这丫头肯定是谈恋爱了。想到她之前的举动和这身装扮大相径庭,我忍不住“扑哧”一声笑了出来。
“你笑什么?你笑什么?”她本来就让我看得有些不好意思,加上我一笑,更加窘迫,伸手就向我扑过来。挠痒痒这招她最拿手了,任你怎么躲都躲不过她的兰花指,也是我最怕的一招。
“哎哟哎哟!我没笑什么啊……啊哈哈……”我笑得喘不过气来,连声求饶,“放了我,放了我,我笑是因为高兴看到你的转变嘛,确实是淑女,确实变淑女了。”
“笑得那么奸猾,一定不是的。”青琳嘴上这么说着,却依言放开了我。
“恋爱了?刚送你回来的那位?”
青琳听了我的话脸色变得极不自然,咬了咬嘴唇说:“哪有?刚才是云峰送我回来的,要知道你在这里,我就叫他进来了。他刚还跟我说想你,都好几天没和你见面了,每次接电话你说几句就挂了。”
“哦!我最近比较忙。”虽然知道青琳跟云峰只是好朋友,可我心里还是有些不自在,特别是看到青琳的转变后。
青琳回来后,我和唐朝就再没有机会去那间灵堂。我陪何奶奶下了一局棋就和唐朝起身告辞了。
从何家出来,已是夜幕时分,我边走边无聊地踢着路边的石子:“怎么办?又不好直接问,如果把我遇到的那些事跟她们说了,估计她们不是吓得半死就是把我当作精神病,不过我看后者居多,要不是自己遇上这堆稀奇古怪的事,打死我都不信鬼神一说。”
唐朝沉思了许久,说:“不急的,要不你晚上打个电话给青琳,问问她那个秦净是谁。”
“她那么大舌头,一定会跟她奶奶她们说的。她们要知道我私自去她们家那个奇怪的灵堂,会怎么看我?还会以为我一直是这么一个不知礼数的女孩呢!不过何家也真是奇怪,一般祭祀谁也不会将祠堂弄得跟刚死人似的啊?”
唐朝摇头也表示不理解:“你跟青琳的关系这么好,都认识这么多年了,能有什么问题?她看上去是个粗心大意的女孩,也不会笨到不知轻重吧?”
“嗯,好吧!”我点头,忽然想到一件事,忍不住想调侃一下唐朝,“你有女朋友吗?”
“啊?”唐朝大窘,脸上瞬间泛起潮红,目光闪烁着看了看我,支支吾吾地说,“没……没有……”
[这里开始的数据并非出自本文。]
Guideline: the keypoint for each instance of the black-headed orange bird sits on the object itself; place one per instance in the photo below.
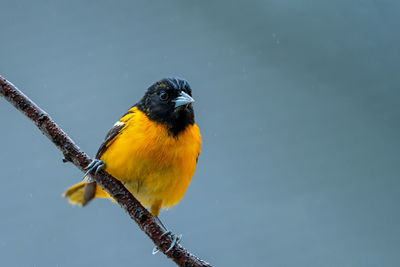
(152, 149)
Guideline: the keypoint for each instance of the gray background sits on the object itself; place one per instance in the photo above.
(297, 101)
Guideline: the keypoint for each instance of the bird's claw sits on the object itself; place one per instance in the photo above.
(96, 165)
(175, 240)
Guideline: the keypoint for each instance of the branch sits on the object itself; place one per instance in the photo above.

“喂,那你看青琳怎么样?”我以为他明白了我的意思,继续说着青琳的好话,“她虽然大大咧咧了一点儿,但人还是不错的,长得漂亮,家世又好。其实这样的性格挺好的,开朗,和她在一起应该很轻松愉快的,简单爱,平凡而源源不断的幸福。”
“啊?得,不用你操心了。”听了我的话,唐朝刚才的窘态一下子消失得无影无踪,还狠狠地剜了我两眼。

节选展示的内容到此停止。